In addition to the cost implications of different levels of infrastructure usage, there is often a revenue effect. Many infrastructure systems obtain revenues from user fees such as power sales or gasoline taxes. In turn, budgets for infrastructure maintenance and rehabilitation rely upon these revenues. The alternative to using user fees is to rely on general taxation of some sort, but this is only feasible for public infrastructure.
Generally, user fees can be set at any level. A few cases of user fee strategies are of interest:
- Set user fees equal to the short run average total cost of providing the infrastructure. In this case, the infrastructure provider is fully funded and compensated for the infrastructure service costs.
- Set user fees equal to an amount that maximizes total revenue. This strategy can be pursued with an optimization problem to maximize revenue (\(p*q\) where \(p\) is user fee and q is equilibrium usage) subject to the demand function (\(q = f(p,x)\) where \(f(p,x)\) is a demand function with usage dependent upon the user fee and other factors \(x\)). Even with a maximizing revenue strategy, usage may not be sufficiently high to cover all agency costs. For example, the Pennsylvania turnpike has increased tolls every year from 2008 to 2016 and made transfer payments to the Commonwealth of Pennsylvania, but the managers feel that the revenues are insufficient in the long run to maintain the system effectively and make required transfer payments (Pittsburgh Post-Gazette, 2016).
- Set user fees in accordance with user’s willingness-to-pay. Demand curves reflect an individual’s willingness-to-pay for infrastructure services. If the user cost function shifted up in Figure 6.3.3, some usage would disappear but a remaining amount of usage demand would continue at higher user cost. With a single user cost, the revenue would be roughly \(q_e * p_e\) in figure 6.3.3 (less any user costs incurred directly rather than as a service price). Perfect price discrimination would gain revenue equal to the complete area under the demand curve in Figure 6.3.3 (again less any user costs incurred directly). However, individuals don’t usually reveal their willingness-to-pay for service and there are restrictions on discriminating among different types of users. Indirect methods can be adopted, however, such as lower airline fares for earlier purchases or for trips involving a Saturday night stay. Business travelers with a higher willingness-to-pay tend to make late purchases and not stay at destinations over a weekend.

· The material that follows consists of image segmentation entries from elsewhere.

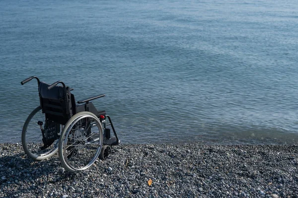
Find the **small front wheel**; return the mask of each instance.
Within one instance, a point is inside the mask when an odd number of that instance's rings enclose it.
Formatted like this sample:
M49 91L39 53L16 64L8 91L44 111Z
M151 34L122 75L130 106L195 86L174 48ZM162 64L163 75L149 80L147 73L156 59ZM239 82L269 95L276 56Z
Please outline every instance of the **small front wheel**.
M42 160L54 155L58 150L58 140L45 146L42 131L46 125L45 114L41 107L35 108L28 116L22 131L22 145L27 155L35 160Z
M82 112L67 123L59 139L59 158L68 171L86 169L100 153L102 128L98 118L90 112Z

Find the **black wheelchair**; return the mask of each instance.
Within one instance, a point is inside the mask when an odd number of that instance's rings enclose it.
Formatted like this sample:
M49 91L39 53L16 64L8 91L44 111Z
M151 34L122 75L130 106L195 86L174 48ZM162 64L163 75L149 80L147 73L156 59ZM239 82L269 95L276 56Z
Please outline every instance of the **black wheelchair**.
M22 145L29 157L42 160L59 151L64 168L76 172L98 157L105 159L112 146L120 143L111 118L90 102L104 94L79 100L77 105L71 93L74 89L61 81L49 85L31 76L21 84L33 78L37 80L40 105L30 114L22 131Z

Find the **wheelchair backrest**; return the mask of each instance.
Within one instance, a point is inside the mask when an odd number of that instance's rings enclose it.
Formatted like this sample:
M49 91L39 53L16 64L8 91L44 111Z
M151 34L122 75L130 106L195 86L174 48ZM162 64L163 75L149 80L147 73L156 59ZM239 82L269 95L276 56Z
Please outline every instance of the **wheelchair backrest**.
M69 87L61 86L48 89L49 84L40 82L38 88L40 106L46 119L65 125L73 115L71 94ZM74 107L75 108L75 107Z

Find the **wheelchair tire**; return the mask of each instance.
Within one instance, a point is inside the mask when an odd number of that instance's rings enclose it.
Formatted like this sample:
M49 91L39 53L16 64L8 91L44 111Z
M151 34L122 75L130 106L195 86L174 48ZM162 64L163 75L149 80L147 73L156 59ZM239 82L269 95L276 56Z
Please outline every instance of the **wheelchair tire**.
M45 117L42 113L41 107L35 108L28 116L22 131L22 145L27 155L35 160L42 160L54 155L58 150L58 140L55 140L49 147L42 149L44 145L43 136L39 121L43 123L44 127Z
M68 121L60 136L59 158L67 171L74 173L91 166L102 147L102 128L97 117L81 112Z

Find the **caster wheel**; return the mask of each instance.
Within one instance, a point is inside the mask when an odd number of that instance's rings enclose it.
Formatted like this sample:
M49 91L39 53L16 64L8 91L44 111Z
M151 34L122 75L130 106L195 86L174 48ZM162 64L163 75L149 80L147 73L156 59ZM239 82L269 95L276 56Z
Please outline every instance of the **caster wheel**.
M100 159L102 160L105 160L111 153L111 147L108 145L104 145L101 148L101 151L100 151Z

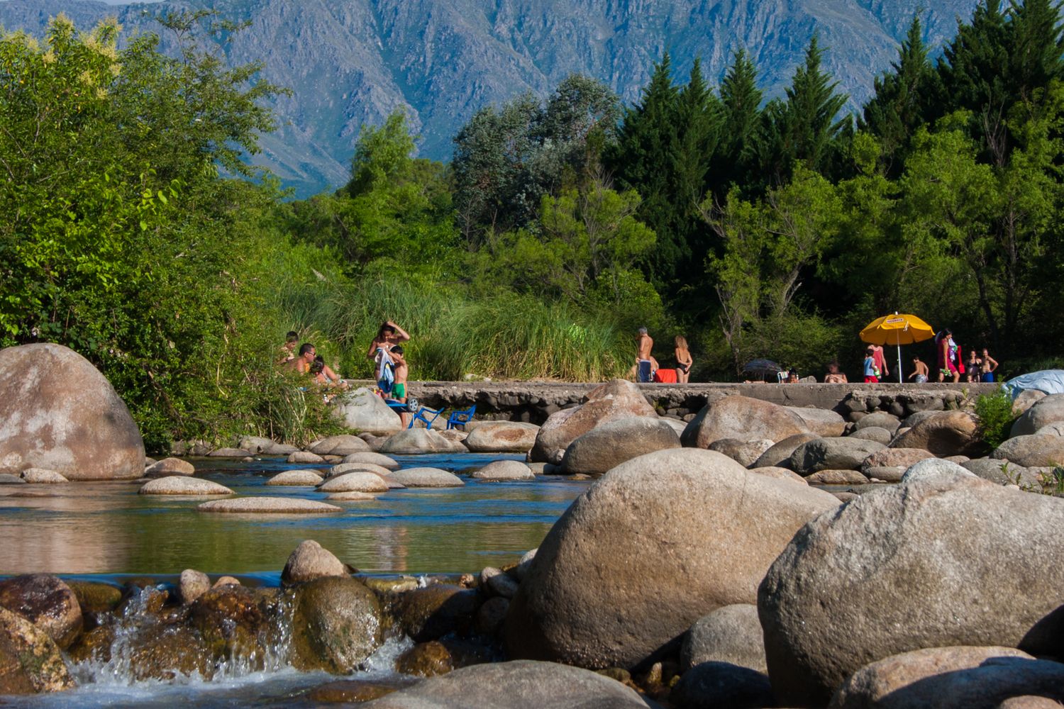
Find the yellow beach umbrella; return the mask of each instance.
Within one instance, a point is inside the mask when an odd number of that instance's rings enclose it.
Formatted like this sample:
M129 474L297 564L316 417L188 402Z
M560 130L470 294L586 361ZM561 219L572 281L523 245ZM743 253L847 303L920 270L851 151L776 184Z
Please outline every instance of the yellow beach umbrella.
M898 348L898 383L901 383L901 345L922 342L934 337L934 328L915 315L895 313L876 318L861 331L861 341L869 344L893 344Z

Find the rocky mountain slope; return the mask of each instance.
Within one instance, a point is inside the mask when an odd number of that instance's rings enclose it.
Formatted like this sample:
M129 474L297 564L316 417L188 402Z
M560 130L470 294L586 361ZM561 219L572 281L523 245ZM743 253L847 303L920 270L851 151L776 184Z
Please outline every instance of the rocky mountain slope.
M926 10L927 40L952 36L977 0ZM232 62L266 63L294 90L277 102L282 128L256 161L301 196L346 181L359 126L410 107L420 152L446 159L477 108L521 91L547 94L582 72L638 100L668 51L678 81L702 57L711 82L745 47L768 94L782 92L814 32L850 108L895 58L922 0L195 0L107 5L90 0L6 0L0 26L40 32L65 12L79 27L117 15L127 32L152 30L179 6L212 6L252 27L227 46Z

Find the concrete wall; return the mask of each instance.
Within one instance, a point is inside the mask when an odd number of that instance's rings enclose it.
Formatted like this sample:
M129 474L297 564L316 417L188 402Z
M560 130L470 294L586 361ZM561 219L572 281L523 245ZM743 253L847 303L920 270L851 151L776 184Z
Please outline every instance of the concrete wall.
M372 386L371 382L352 382ZM411 382L409 391L431 408L468 408L478 419L543 423L548 416L576 406L597 383L561 382ZM832 409L844 417L875 410L908 416L972 403L997 384L641 384L662 416L685 419L719 396L742 394L783 406Z

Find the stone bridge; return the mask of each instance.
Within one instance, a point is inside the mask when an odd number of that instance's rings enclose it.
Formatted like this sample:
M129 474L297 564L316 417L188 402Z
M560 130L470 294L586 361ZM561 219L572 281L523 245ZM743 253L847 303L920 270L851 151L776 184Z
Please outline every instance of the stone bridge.
M352 381L372 387L372 382ZM410 394L431 408L477 405L478 419L543 423L548 416L581 403L598 384L565 382L411 382ZM965 406L997 384L639 384L647 401L662 416L693 417L708 402L742 394L783 406L853 411L890 411L903 417L915 411Z

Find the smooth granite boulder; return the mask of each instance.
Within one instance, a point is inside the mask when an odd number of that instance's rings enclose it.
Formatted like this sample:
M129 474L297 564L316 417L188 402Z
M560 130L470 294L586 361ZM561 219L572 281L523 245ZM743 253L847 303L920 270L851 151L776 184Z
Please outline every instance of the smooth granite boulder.
M510 606L511 657L633 668L702 615L753 603L794 533L831 494L758 475L713 451L658 451L577 497Z
M818 706L869 662L922 647L1064 656L1064 500L922 460L802 527L758 593L784 706Z

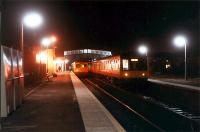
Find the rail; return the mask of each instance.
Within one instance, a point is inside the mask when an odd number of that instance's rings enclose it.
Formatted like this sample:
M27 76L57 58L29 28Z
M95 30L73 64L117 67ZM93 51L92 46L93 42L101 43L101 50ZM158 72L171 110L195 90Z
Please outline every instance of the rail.
M154 128L156 128L157 130L164 132L164 130L162 128L160 128L159 126L157 126L155 123L153 123L152 121L148 120L147 118L145 118L143 115L141 115L140 113L136 112L135 110L133 110L130 106L128 106L127 104L125 104L124 102L120 101L119 99L117 99L116 97L112 96L110 93L108 93L107 91L105 91L104 89L102 89L101 87L99 87L98 85L94 84L93 82L91 82L88 79L85 79L88 83L90 83L91 85L95 86L96 88L98 88L101 92L103 92L104 94L106 94L107 96L109 96L110 98L112 98L113 100L117 101L119 104L121 104L122 106L124 106L125 108L127 108L128 110L130 110L131 112L133 112L134 114L136 114L137 116L139 116L140 118L142 118L144 121L146 121L148 124L150 124L151 126L153 126Z

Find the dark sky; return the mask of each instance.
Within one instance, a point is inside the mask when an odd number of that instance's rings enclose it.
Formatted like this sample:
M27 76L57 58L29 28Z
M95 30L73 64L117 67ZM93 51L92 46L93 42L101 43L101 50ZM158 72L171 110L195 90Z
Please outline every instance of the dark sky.
M58 37L57 51L94 48L113 52L135 51L147 43L150 52L180 52L172 38L188 37L188 51L198 54L200 12L197 1L177 2L4 2L3 44L18 47L20 20L29 10L37 10L44 24L34 31L25 28L26 45L39 46L40 38Z

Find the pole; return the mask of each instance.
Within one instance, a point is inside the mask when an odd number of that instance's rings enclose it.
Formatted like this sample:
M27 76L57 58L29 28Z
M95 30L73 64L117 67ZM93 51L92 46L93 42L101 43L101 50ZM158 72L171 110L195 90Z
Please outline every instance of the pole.
M47 73L48 73L48 45L47 45Z
M146 57L147 57L147 72L149 74L149 61L148 61L148 53L146 52Z
M185 80L187 80L187 44L185 43Z

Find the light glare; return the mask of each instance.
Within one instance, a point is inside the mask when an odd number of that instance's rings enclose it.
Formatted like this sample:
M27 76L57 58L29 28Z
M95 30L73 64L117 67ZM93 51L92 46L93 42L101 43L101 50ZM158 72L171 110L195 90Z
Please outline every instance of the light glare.
M23 23L30 28L36 28L41 25L42 22L43 19L41 15L35 12L26 14L23 19Z
M177 47L183 47L186 45L186 43L187 43L187 40L184 36L177 36L174 38L174 44Z
M147 53L147 47L142 45L138 48L139 53L146 54Z
M51 44L51 40L49 38L42 39L42 45L49 46Z

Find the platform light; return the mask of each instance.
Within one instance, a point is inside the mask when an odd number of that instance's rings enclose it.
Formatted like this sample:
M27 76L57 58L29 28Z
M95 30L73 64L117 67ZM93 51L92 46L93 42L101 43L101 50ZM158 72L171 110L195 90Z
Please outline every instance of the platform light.
M184 36L179 35L174 38L173 42L177 47L184 47L187 43L187 39Z
M141 46L138 48L138 52L139 52L140 54L147 54L148 49L147 49L147 47L146 47L145 45L141 45Z
M23 23L27 27L35 28L41 25L43 22L42 16L37 12L27 13L23 18Z
M48 47L51 44L51 40L49 38L43 38L41 43L42 45Z
M55 36L52 36L52 37L51 37L51 41L52 41L52 42L56 42L56 40L57 40L57 39L56 39Z
M125 73L124 75L127 77L127 76L128 76L128 73Z
M142 76L144 77L144 76L145 76L145 73L142 73Z
M187 38L183 35L178 35L174 37L173 43L177 47L185 48L185 80L187 80Z

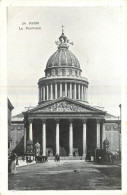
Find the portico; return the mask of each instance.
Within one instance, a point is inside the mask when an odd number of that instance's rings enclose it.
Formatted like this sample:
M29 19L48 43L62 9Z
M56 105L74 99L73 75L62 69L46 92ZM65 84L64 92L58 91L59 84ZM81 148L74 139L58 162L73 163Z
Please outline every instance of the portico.
M52 155L86 158L95 148L102 148L106 112L89 105L89 82L81 76L79 61L68 43L62 31L58 50L38 82L38 106L24 112L24 143L34 147L39 142L43 156L50 150Z
M53 155L72 157L77 149L77 155L85 158L102 148L104 116L105 112L68 98L54 100L25 113L29 132L25 143L39 142L44 156L51 148Z

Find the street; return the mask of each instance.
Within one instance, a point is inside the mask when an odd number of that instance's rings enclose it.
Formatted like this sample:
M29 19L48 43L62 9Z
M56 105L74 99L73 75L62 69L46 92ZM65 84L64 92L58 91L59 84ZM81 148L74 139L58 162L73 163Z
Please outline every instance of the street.
M83 160L29 164L9 174L9 190L120 190L121 166Z

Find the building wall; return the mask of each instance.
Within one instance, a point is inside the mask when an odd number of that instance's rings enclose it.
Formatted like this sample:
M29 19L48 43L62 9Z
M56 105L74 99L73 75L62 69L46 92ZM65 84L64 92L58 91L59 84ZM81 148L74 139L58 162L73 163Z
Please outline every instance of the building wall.
M11 124L11 148L18 155L24 152L24 124L23 122L12 122Z
M119 126L116 123L106 123L105 125L106 136L109 140L109 151L115 153L119 151Z

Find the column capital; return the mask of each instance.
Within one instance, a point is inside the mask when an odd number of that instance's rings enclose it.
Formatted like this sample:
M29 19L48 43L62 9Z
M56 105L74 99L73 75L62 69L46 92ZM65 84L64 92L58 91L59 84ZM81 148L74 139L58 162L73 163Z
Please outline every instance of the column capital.
M28 119L28 122L29 123L33 123L33 119Z
M96 121L97 121L97 124L101 123L101 119L96 119Z
M46 123L46 119L41 119L41 123L45 124Z
M69 123L70 123L70 124L73 123L73 119L69 119Z
M86 118L83 118L83 119L82 119L82 123L83 123L83 124L86 124L86 122L87 122L87 119L86 119Z
M55 119L56 123L58 124L60 122L60 119Z
M105 124L105 119L102 119L101 120L101 123L102 123L102 125Z

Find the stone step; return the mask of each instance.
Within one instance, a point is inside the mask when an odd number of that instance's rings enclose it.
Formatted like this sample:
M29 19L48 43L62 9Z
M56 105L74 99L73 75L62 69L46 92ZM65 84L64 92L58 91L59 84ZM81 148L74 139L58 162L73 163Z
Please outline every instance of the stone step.
M54 160L55 156L48 157L48 160ZM60 156L60 160L85 160L83 156Z

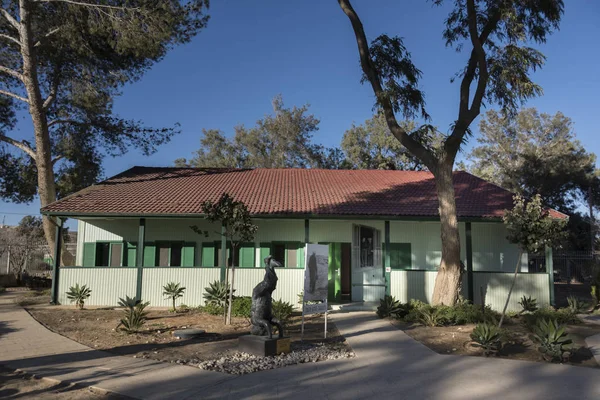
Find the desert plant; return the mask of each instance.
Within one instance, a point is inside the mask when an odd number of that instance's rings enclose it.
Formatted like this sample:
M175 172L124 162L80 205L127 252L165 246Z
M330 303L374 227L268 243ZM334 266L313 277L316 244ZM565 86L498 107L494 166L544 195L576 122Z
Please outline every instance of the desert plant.
M471 332L471 340L474 346L483 348L483 354L489 356L502 347L501 331L496 324L484 322L477 324Z
M235 289L233 291L235 292ZM206 304L216 304L218 306L226 307L228 295L229 284L216 280L213 283L209 283L209 286L204 288L203 297Z
M79 286L79 283L76 283L75 286L71 286L69 291L67 292L67 299L71 301L71 303L75 303L80 310L83 310L83 306L85 301L92 295L92 290L87 287L87 285Z
M573 314L582 314L587 311L589 305L581 300L579 300L575 296L567 297L567 303L569 306L567 307L569 311Z
M572 351L573 341L565 331L565 326L555 319L540 319L533 329L530 339L538 344L538 351L546 361L563 361L566 353Z
M525 312L535 312L538 309L537 299L532 299L531 296L525 297L525 295L523 295L523 297L521 297L521 301L519 301L519 304L523 308L521 310L521 314Z
M289 324L293 312L294 306L291 303L281 299L273 302L273 316L281 322L281 325Z
M129 296L125 296L125 299L119 299L119 306L125 307L125 316L121 318L121 322L119 322L117 328L123 326L122 329L127 333L139 331L148 318L148 313L145 311L148 305L150 305L148 301L142 303L141 300L136 300Z
M167 296L167 298L173 300L173 312L177 311L177 308L175 308L175 300L183 297L184 292L185 288L180 286L179 283L169 282L163 286L163 296Z
M403 307L402 303L396 300L394 296L386 295L383 299L379 299L379 307L377 307L379 318L401 318L407 313L406 307Z

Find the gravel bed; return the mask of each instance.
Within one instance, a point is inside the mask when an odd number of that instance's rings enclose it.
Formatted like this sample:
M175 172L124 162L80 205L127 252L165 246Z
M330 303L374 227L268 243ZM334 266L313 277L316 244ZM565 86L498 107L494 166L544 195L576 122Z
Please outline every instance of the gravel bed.
M291 347L290 353L274 357L258 357L242 352L229 353L215 360L203 361L198 364L198 368L243 375L288 365L354 357L352 349L342 342L294 342Z

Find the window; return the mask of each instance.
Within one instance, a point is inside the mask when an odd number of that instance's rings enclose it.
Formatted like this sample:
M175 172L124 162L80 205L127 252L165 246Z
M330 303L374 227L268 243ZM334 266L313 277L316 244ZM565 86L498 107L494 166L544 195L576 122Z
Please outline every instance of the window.
M410 243L390 243L390 266L392 269L412 268Z

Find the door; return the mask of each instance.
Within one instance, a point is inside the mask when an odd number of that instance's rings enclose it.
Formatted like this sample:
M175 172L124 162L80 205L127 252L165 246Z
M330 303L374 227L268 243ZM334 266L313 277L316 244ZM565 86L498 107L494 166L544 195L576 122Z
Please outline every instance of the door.
M352 301L375 302L385 295L381 231L354 225L352 235Z

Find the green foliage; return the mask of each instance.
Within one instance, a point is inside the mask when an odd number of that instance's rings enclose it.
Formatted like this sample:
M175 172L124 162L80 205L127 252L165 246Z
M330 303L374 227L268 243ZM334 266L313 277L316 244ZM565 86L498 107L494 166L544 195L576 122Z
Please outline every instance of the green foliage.
M514 207L505 212L503 220L508 241L530 254L541 253L546 246L557 247L565 238L566 220L550 217L539 195L530 200L515 195Z
M473 329L471 340L476 343L475 346L483 348L483 354L489 356L502 347L501 336L496 324L482 323Z
M290 323L292 314L294 313L294 306L287 301L281 299L273 302L273 316L277 318L283 326L287 326Z
M377 316L379 318L402 318L408 314L408 305L403 305L393 296L386 295L383 299L379 299L379 307L377 307Z
M142 303L141 300L136 300L129 296L125 296L125 299L120 298L119 306L125 307L123 310L125 315L121 318L121 322L117 325L117 328L122 326L122 329L127 333L139 331L148 318L148 313L145 309L149 305L150 302Z
M67 292L67 299L71 301L71 303L75 303L80 310L83 309L85 301L92 295L92 290L87 287L87 285L79 286L79 283L76 283L75 286L71 286L69 291Z
M252 297L235 297L231 303L231 315L234 317L250 318Z
M521 310L521 313L524 313L524 312L535 312L538 309L537 300L536 299L532 299L531 296L525 297L525 295L523 295L523 297L521 297L521 301L519 301L519 304L523 308Z
M203 130L200 149L178 166L229 168L322 167L327 150L312 143L319 120L308 114L308 105L286 108L281 96L273 99L273 114L256 126L237 126L232 139L221 131Z
M533 327L531 340L538 344L538 351L546 361L564 361L565 353L572 351L573 343L565 331L565 326L554 319L539 319Z
M199 307L202 312L210 315L224 315L225 307L217 303L206 303L204 306Z
M540 320L555 320L561 325L577 325L582 323L581 319L573 314L569 308L561 308L559 310L555 310L552 307L540 308L531 314L523 315L523 323L529 330L533 330L534 326Z
M568 309L572 314L583 314L587 312L590 307L588 303L579 300L579 298L575 296L567 297L567 303L569 304Z
M175 307L175 300L183 297L184 292L185 288L180 286L179 283L169 282L163 286L163 296L167 296L167 298L173 300L173 311L177 310Z
M204 288L204 301L206 304L215 304L220 307L225 307L229 300L229 284L220 280L209 283L208 287ZM235 290L233 291L235 293Z

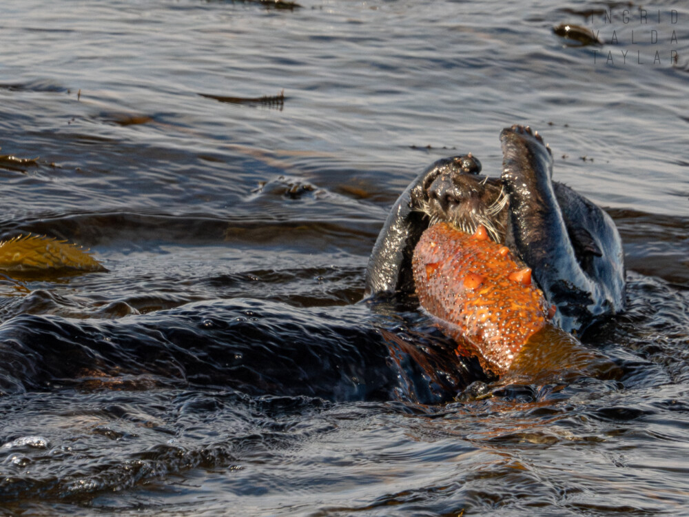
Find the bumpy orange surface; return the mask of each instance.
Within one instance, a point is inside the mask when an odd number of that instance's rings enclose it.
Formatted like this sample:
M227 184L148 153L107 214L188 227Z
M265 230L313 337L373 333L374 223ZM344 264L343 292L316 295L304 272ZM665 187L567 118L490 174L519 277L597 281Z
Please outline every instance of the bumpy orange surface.
M444 223L424 232L414 250L419 301L457 343L502 375L529 336L549 319L531 272L480 227L469 235Z

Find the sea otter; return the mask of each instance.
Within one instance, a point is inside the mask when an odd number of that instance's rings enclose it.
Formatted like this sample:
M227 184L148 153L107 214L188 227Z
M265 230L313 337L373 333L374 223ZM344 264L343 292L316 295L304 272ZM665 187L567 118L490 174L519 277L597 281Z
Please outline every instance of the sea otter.
M537 132L513 125L501 132L500 141L499 178L481 175L480 163L466 154L435 162L411 183L378 236L366 294L413 294L414 248L429 226L447 222L466 233L485 227L531 268L557 327L580 333L622 311L622 247L610 216L552 181L552 154Z

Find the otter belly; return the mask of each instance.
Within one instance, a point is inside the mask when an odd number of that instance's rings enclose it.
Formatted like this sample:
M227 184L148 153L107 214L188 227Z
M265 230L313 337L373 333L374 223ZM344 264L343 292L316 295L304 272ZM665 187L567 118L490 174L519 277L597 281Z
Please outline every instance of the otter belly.
M531 270L480 227L473 235L445 223L421 236L412 259L419 301L484 369L502 375L554 311Z

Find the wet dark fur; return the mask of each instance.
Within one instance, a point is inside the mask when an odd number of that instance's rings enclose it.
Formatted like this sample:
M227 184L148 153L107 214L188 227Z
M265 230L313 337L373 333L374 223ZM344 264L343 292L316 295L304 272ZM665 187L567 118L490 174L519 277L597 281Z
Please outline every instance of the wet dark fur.
M555 323L582 330L624 307L621 243L610 216L552 181L553 158L528 128L500 133L500 178L480 175L470 154L439 160L410 184L393 207L369 261L367 296L414 292L411 255L421 234L439 221L473 232L482 224L494 241L531 267L557 312Z

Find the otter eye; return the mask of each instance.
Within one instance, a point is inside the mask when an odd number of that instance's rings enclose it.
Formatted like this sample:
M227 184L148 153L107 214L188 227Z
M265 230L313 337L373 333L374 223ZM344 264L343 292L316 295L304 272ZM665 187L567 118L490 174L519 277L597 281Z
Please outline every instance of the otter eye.
M458 165L462 169L462 172L465 174L477 174L481 172L481 162L477 158L475 158L470 152L468 154L462 154L455 156L455 163Z

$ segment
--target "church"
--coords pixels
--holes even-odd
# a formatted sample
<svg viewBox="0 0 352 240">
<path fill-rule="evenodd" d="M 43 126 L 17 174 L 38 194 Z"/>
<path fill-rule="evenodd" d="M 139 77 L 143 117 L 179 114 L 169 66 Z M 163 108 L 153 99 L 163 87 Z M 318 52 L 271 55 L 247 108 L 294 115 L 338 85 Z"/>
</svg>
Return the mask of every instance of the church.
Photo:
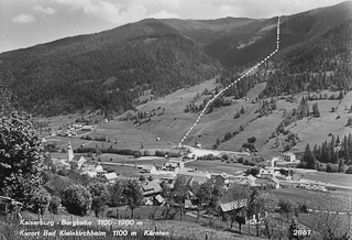
<svg viewBox="0 0 352 240">
<path fill-rule="evenodd" d="M 73 146 L 70 145 L 70 141 L 67 146 L 67 163 L 70 165 L 72 170 L 80 170 L 82 164 L 86 163 L 87 160 L 82 155 L 74 155 Z"/>
</svg>

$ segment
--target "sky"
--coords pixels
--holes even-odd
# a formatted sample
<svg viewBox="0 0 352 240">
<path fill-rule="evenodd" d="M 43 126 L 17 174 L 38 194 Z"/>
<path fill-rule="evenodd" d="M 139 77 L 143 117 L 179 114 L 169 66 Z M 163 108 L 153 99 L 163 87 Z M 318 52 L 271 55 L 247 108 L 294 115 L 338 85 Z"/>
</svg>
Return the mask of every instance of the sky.
<svg viewBox="0 0 352 240">
<path fill-rule="evenodd" d="M 343 0 L 0 0 L 0 53 L 147 18 L 264 19 Z"/>
</svg>

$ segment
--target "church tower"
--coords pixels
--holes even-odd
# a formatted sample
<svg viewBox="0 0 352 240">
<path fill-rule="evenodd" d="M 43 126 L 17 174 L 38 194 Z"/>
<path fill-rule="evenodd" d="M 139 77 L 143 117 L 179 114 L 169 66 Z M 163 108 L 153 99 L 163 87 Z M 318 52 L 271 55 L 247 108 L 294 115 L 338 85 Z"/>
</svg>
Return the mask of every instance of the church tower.
<svg viewBox="0 0 352 240">
<path fill-rule="evenodd" d="M 69 141 L 67 146 L 67 162 L 70 162 L 73 159 L 74 159 L 74 150 Z"/>
</svg>

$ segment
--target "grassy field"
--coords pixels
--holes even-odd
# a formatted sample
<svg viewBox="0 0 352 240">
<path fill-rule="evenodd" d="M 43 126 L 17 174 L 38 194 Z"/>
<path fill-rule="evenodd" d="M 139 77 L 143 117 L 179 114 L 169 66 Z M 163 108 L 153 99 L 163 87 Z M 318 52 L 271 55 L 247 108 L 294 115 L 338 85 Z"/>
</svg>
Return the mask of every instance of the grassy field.
<svg viewBox="0 0 352 240">
<path fill-rule="evenodd" d="M 237 171 L 251 168 L 251 166 L 243 165 L 241 163 L 227 163 L 227 162 L 221 162 L 220 160 L 215 160 L 215 161 L 197 160 L 194 162 L 186 163 L 185 165 L 186 167 L 195 167 L 198 171 L 208 171 L 210 173 L 228 173 L 228 174 L 234 174 L 234 172 Z"/>
<path fill-rule="evenodd" d="M 323 183 L 334 184 L 338 186 L 348 186 L 352 187 L 352 175 L 343 173 L 309 173 L 304 174 L 304 178 L 311 181 L 321 181 Z"/>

- Set user fees equal to short run marginal cost. This is a common economics prescription because this strategy will minimize overall costs as long as the short run marginal cost function includes all relevant social costs (including externalities). Users would be paying exactly the cost associated with their service use. Unfortunately, it is difficult to impose short run marginal cost pricing exactly since demand fluctuates so much. An example of approximating this policy appears in Figure 6.4.1, where toll on a roadway in San Diego CA increase during peak periods of travel demand. By increasing tolls, some users would be diverted from the roadway and congestion costs avoided.